Ladybird
核を倒してから数日後。
最後の霧が消えたのが観測されてから丸一日経って、ようやく霧の事件の収束宣言が眠る心臓本部から言い渡された。既に街には平穏が戻り、人々はいつものように働きに出ている。
後始末を任されていたレディバードもやっとその務めが終わった。明日からは平常通り蟲屋を開店する予定だ。
「ありがとう、カワード。最後まで手伝ってくれて」
日が暮れて電気が点いている蟲屋の中で、レディはカワードに礼を言った。
彼女は四区民にも関わらず最後の霧の消失まで付き合ってくれたのだ。そして収束宣言が出された今、カワードも四区に帰れる。
「本当にどれだけ感謝したらいいか分からないよ。キミがいなかったら、きっとボクはどこかしらで諦めていたと思う」
カワードはレディが霧の調査を始めたその日から協力を申し出てくれた。自分の危険を顧みず、レディを助ける為に霧の街へ飛び込んでくれたのだ。
そのことを思うと全く頭が上がらない。
「ううん。僕は、レディを助けたかった、だけだから」
彼女はそう言うが、レディとしてはそういうわけにはいかない。お金か食事か、なんでもいいからお礼がしたかった。

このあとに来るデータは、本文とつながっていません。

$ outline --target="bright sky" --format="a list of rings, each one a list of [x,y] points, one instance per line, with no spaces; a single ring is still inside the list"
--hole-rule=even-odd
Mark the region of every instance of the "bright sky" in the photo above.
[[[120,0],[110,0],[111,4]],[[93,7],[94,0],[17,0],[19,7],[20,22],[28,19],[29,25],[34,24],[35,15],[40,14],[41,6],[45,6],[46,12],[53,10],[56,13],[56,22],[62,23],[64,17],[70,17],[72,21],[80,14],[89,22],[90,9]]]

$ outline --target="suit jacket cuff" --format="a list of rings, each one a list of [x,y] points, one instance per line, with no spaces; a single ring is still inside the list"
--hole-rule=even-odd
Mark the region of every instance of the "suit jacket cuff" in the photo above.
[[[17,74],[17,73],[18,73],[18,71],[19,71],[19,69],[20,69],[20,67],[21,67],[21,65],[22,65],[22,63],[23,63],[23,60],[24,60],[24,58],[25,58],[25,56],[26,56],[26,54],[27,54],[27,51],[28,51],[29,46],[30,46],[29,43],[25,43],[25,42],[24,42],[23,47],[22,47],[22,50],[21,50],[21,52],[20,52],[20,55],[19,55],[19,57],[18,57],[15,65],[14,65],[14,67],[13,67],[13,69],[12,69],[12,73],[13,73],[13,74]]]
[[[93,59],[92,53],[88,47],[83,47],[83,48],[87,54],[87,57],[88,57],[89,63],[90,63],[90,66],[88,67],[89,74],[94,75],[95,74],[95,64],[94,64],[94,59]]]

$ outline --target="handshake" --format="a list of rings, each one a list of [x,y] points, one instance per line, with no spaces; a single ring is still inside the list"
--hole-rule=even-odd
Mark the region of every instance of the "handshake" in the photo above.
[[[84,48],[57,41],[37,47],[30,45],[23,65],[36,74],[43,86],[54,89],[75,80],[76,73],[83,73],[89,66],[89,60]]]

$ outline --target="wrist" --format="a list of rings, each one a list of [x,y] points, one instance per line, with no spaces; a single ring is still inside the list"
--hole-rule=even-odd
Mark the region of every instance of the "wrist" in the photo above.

「それじゃあレディ、もし僕がレディのようなピンチになったら、助けてくれるかい」
「助ける。助けるに決まってるさ」
「約束」
「ああ、約束だ。ボクは必ずカワードの危機には駆けつける」
例え彼女が消えてしまおうと探して見つけ出してみせる。ふたりは小指を結ぶ代わりに軽い笑顔で約束を交わす。
カワードが蟲屋の扉を開くと、もう夜だというのに外にはひとりの青年が立っていた。
「やあ、ふたりとも。カワードちゃんはこれから帰りかい?」
「……ランベルト」
まだ調査報告に追われているはずのランベルトが何故か蟲屋を訪ねてきた。
その取ってつけたような彼の笑顔に、レディは悪い予感を覚えざる他がなかった。